Rates market: Will hedging options evaporate?
Changes to the way banks run their rates desks will make it much harder for their clients – and the banks themselves – to manage through a turn in the interest rate cycle. How can investors protect themselves against a looming treasury sell-off?
"Some of the people who should be most worried about rising rates are credit investors," says Francesco Garzarelli, co-head of global macro and markets research at Goldman Sachs. "It’s all very well to say credit spreads could grind in 25bp to 50bp tighter in a strong economic recovery, but that’s not much use if rates blow out by 100bp."
The truth, of course, is that rising rates would affect all markets and all market participants – borrowers, investors, intermediaries – and few if any would emerge unscathed.

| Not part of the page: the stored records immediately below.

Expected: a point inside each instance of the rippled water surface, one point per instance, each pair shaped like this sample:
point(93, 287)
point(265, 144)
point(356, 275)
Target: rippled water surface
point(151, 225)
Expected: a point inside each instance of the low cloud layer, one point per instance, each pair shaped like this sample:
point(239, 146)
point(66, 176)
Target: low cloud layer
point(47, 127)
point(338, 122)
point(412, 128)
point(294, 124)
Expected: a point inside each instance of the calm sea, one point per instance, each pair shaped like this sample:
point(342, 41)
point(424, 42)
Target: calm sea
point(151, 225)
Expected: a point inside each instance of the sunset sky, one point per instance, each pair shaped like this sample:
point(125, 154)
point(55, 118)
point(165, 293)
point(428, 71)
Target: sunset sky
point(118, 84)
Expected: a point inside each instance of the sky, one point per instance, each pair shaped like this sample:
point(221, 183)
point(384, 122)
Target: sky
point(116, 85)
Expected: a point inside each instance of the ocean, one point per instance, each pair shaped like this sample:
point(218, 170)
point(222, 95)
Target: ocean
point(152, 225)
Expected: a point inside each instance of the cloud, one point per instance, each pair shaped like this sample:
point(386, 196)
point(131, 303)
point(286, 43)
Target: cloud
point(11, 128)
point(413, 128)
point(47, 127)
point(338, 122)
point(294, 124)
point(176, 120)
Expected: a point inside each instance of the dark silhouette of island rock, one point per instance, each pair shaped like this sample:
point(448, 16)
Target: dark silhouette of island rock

The rates cash and derivatives markets are particularly ill-suited right now to help anyone hedge their potential losses.

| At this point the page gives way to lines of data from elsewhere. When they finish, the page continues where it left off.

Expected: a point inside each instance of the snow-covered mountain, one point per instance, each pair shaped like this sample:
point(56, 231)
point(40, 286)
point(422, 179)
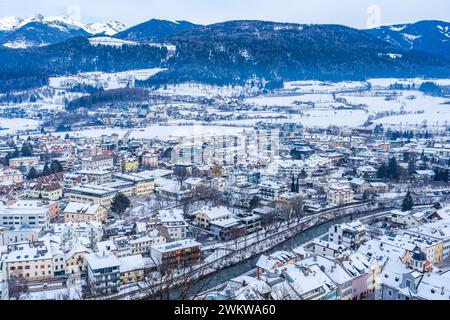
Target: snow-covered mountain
point(429, 36)
point(109, 28)
point(10, 23)
point(155, 30)
point(38, 30)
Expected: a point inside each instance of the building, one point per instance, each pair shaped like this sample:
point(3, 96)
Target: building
point(84, 212)
point(251, 222)
point(92, 231)
point(92, 194)
point(10, 176)
point(227, 229)
point(207, 215)
point(327, 248)
point(398, 282)
point(436, 231)
point(339, 194)
point(360, 185)
point(271, 190)
point(25, 161)
point(129, 163)
point(172, 255)
point(103, 273)
point(423, 175)
point(76, 259)
point(97, 176)
point(379, 187)
point(408, 219)
point(12, 235)
point(174, 223)
point(350, 234)
point(131, 269)
point(142, 185)
point(34, 261)
point(97, 162)
point(31, 213)
point(150, 160)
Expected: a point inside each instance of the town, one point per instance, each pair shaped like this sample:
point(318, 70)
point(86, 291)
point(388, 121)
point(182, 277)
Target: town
point(116, 216)
point(224, 157)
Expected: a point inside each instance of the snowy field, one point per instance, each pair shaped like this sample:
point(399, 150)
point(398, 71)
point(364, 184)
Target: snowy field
point(323, 87)
point(155, 131)
point(330, 104)
point(11, 126)
point(106, 80)
point(207, 91)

For a start, investors’ potential hedging strategies are few and limited. The whole market in aggregate has benefited from falling rates and in aggregate the market will lose when they rise again. The distribution of those losses is the only uncertainty. However, those hoping to be more nimble than the rest and avoid the worst by going short, selling out, buying protection in the derivatives markets or adjusting portfolios to shorten duration, face new difficulties. Liquidity is much reduced from the pre-crisis era and concentrated in fewer instruments, mainly in benchmark maturities in the cash markets.